LANDKREIS (hb/m). Leider profitieren nicht alle Menschen von der florierenden Wirtschaft, ordentlichen Renditen der Betriebe und der Tatsache, dass Deutschland Export-Weltmeister ist. Diesen Zustand hat die SPD Schaumburg zum Anlass genommen, zu einer Podiumsdiskussion nach Stadthagen in das "Gasthaus Bruns" einzuladen. Fazit nach zwei Stunden: Die SPD will gemeinsam mit den Gewerkschaften für eine neue Ordnung am Arbeitsmarkt kämpfen.
"Mit der Globalisierung der Märkte vor 20 Jahren sind drastische Veränderungen eingetreten", meinte Karsten Becker, Vorsitzender der SPD Schaumburg. Der Landtagskandidat erinnerte an den Verlust vieler Arbeitsplätze allein in Stadthagen durch die Verlagerung von Produktionsstandorten ins Ausland, so beispielsweise Flohr Otis und Alcatel. Zurzeit seien über 20 Prozent aller Arbeitnehmer in prekären Arbeitsverhältnissen tätig. Damit sind Arbeitsverhältnisse mit niedrigen Löhnen gemeint, die oft nicht auf Dauer angelegt sind, keine Absicherung durch die Sozialversicherung und nur geringe arbeitsrechtliche Schutzrechte aufweisen. Allein etwa 7,3 Millionen Menschen haben laut Karsten Becker einen Mini-Job und damit auch ein Mini-Einkommen. Problematisch sei es auch, dass immer mehr tarifliche Beschäftigungsverhältnisse in sogenannte "Werkverträge" umgewandelt werden, bei denen oftmals nicht einmal der Mindestlohn gezahlt werde. Ein Jahr Arbeit in einem Mini-Job bringt dem Arbeitnehmer eine Rente von 3,11 Euro; nach 45 Jahren käme der Beschäftigte auf eine Rente in Höhe von 139,45 Euro. "Die Menschen brauchen soziale Perspektiven, sonst werden sie anfällig für extremistische Tendenzen", sagte der heimische Bundestagsabgeordnete Sebastian Edathy. Er räumte ein, dass auch während der SPD-Regierungszeit die Weichen falsch gestellt worden sind.
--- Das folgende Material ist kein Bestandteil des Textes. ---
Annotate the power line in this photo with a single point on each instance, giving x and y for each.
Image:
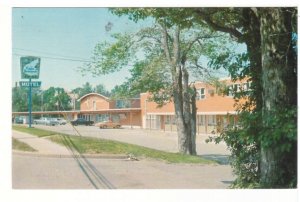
(48, 53)
(57, 58)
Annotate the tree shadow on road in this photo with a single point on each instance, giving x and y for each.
(221, 159)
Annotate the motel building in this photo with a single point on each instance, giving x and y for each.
(214, 111)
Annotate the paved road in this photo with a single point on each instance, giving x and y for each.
(165, 141)
(67, 173)
(77, 172)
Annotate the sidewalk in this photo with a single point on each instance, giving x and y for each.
(48, 148)
(42, 145)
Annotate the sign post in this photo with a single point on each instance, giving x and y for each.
(30, 103)
(30, 69)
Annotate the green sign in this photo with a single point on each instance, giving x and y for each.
(32, 83)
(30, 67)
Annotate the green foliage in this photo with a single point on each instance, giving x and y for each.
(247, 138)
(242, 141)
(18, 145)
(19, 99)
(55, 99)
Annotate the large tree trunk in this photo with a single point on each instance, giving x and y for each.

Hubertus Heil, der stellvertretende Vorsitzende der SPD-Bundestagsfraktion, erinnerte daran, dass die damalige große Koalition zu Beginn der Krise schnell und gut reagiert habe. Es sei besser, Arbeit als Arbeitslosigkeit zu finanzieren. "Schlecht ist es, dass das Arbeitsvolumen nicht gestiegen ist, zusätzliche Arbeit prekäre Arbeit ist", so Heil. "Wir brauchen gerechtere und fairere Regelungen am Arbeitsmarkt", fordert der Bundestagsabgeordnete. Zeit- und Leiharbeitnehmer seien ein Mittel zum Abbau von Auftragsspitzen der Unternehmen gewesen, heute sei es ein Instrument zum Lohndumping geworden. "Da haben wir Mist gebaut, haben die Missbrauchsmöglichkeiten unterschätzt, die sogenannten christlichen Gewerkschaften haben die Tarifverträge unterlaufen", meint Heil rückblickend und fordert, "dass das Arbeitnehmerüberlassungsgesetz novelliert wird."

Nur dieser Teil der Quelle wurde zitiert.